Digital ingredient gives Valentine’s chocolates personal flavour
Computer scientists have teamed up with a Nottingham chocolatier to add personalised digital content to Valentine’s chocolate gifts.
The Mixed Reality Laboratory at the University of Nottingham has developed the Hybrid Gifting platform as part of a larger research project with multiple partners. The platform has been developed to allow people to create a personalised multimedia digital gift to send along with a physical gift. This can be up to four pieces of content in any combination – from a favourite song or special photos to bespoke audio and video content.

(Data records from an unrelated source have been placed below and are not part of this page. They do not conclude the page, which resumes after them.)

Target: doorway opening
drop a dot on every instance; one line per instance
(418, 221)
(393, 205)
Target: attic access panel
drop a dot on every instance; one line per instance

The university trialled the platform for the first time with Studio Chocolate in Nottingham to offer a hybrid chocolate Valentine’s gift. Studio Chocolate’s beautifully designed, handmade Hybrid Artist Chocolate Collection was offered with a unique link to a web page where the customer could easily add or create their own content. Along with the chocolates, the lucky recipients will receive a QR code that will open and play their digital gift.
Dr Jocelyn Spence from the University of Nottingham said: “This past year has shown us more than ever just how important digital platforms are for maintaining personal connections with people. Our Hybrid Gifting platform offers a new way to combine the physical gift with the digital to create a unique and personal experience.”
Ellie Wharrad, Le Cordon Bleu-trained chocolatier and owner of Studio Chocolate, said: “Chocolates are always a popular Valentine’s gift, whether it’s for a DIY date night, a Galentine’s Day treat, or anyone else you want to show some lockdown care to. It’s been really exciting to be able to offer the Hybrid Gift, which has allowed our customers to add a truly personal touch to their gift, which during these difficult times will be extra special.”
The Hybrid Gifting research project has been funded by the EPSRC and aims to create opportunities for UK companies to innovate new products and services in the global marketplace. Through collaboration with commercial and third-sector partners, the researchers will explore how a range of different types of product might become hybrid gifts: fast-moving consumer goods, hand-crafted high-value artisan products, luxury food gifts, and local experiences, each of which could be coupled with a digital component that would enhance its value to both giver and receiver.
Dr Spence continues: “Digital gifting online (giving media such as music, video, images, games and subscription accounts) is still in its infancy, but is a rapidly growing sector of the market. Digital gifts, however, fail to be appreciated as gifts as much as their physical counterparts do, and as such are easily forgotten, and rarely reflected on or reciprocated. We are collecting feedback from our collaboration with Studio Chocolate to refine the Hybrid Gifting platform and develop alternative concepts so we can create, give, enable, sell and study these new products to understand their use and value, and generate a gifting toolkit to support hybrid gifting processes for use by the community.”